The Court further notes that many arguments are founded on the mistaken belief that because Ogden is relitigating the embezzlement conviction in state court, he can now file additional federal petitions. The state court has not amended the embezzlement judgment. There is no authority permitting a new federal filing after each adverse state ruling. As discussed in the Dismissal Ruling, Ogden also may not assert his claims under Section 2241 to circumvent the limit on successive habeas petitions. See United States v. Torres, 282 F.3d 1241, 1246 (10th Cir. 2002) (defendant cannot avoid bar against successive Section 2255 petitions by simply styling petition under different name); Patel v. Morris, 37 Fed. App'x. 428, 430-31 (10th Cir. 2002) (allowing such characterization contravenes Congressional intent to restrict successive petitions).
Ogden argues the state court “recently ruled that only intent is required for conviction.” (Doc. 7) at 9. It is unclear to which ruling Ogden refers.

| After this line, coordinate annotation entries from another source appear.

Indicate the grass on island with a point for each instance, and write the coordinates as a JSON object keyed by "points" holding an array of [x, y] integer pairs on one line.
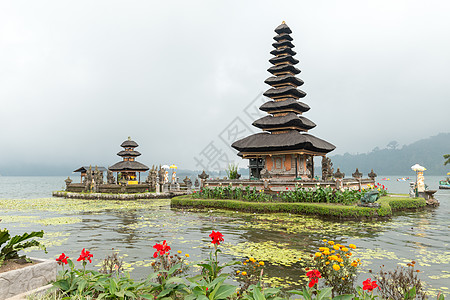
{"points": [[388, 204]]}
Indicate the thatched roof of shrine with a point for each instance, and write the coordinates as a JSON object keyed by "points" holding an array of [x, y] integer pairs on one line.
{"points": [[129, 166], [290, 120], [291, 140]]}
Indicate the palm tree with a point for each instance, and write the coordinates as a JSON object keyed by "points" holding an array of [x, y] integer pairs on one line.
{"points": [[447, 159]]}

The state docket reflects that Ogden began re-litigating in 2018. See (Docket Sheet) in D-307-CR-89-268. The docket further reflects each post-conviction motion has been denied; Ogden has not obtained state relief from the embezzlement conviction. Id.
Finally, the instant Motion argues the state embezzlement conviction is defective based on instructional error and/or the elements of the crime. To the extent Ogden proffers this information as “new evidence” justifying reconsideration, no relief is warranted. Ogden alleges he is actually innocent. Neither the Second Petition nor the instant Motion presents “new, reliable evidence” that would convince a reasonable juror to acquit him of the crime. Rose v. Newton-Embry, 194 Fed. App'x 500, 502 (10th Cir. 2006) (citing Schlup v. Delo, 513 U.S. 298, 324 (1995)). Hence, transferring the Second Petition to the Tenth Circuit before case closure was not appropriate.

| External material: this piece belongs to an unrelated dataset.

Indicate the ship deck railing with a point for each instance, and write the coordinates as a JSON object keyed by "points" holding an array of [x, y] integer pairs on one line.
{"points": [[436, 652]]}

The Court will deny the Motion, to extent it seeks relief under Rule 59(e). The Motion may also raise successive habeas claims. Ogden maintains his innocence, as noted above. He also alleges his current sentence is illegal, based on an enhancement from the 1989 embezzlement conviction, and that the State did not prove each element of embezzlement. (Doc. 7) at 4, 6. To the extent the Motion challenges the embezzlement conviction, such claims are dismissed without prejudice as successive. The Court will also deny a certificate of appealability under Habeas Corpus Rule 11, as this ruling is not reasonably debatable. See Slack v. McDaniel, 529 U.S. 473, 484 (2000) (certificate of appealability can only issue in a habeas proceeding where petitioner “demonstrates that reasonable jurists would find the district court's assessment ... debatable or wrong”).
IT IS ORDERED:
1. Ogden's Motion for Rehearing (Doc. 7) is denied.
2. Any successive habeas claims in that motion are dismissed without prejudice.
3. A certificate of appealability is denied.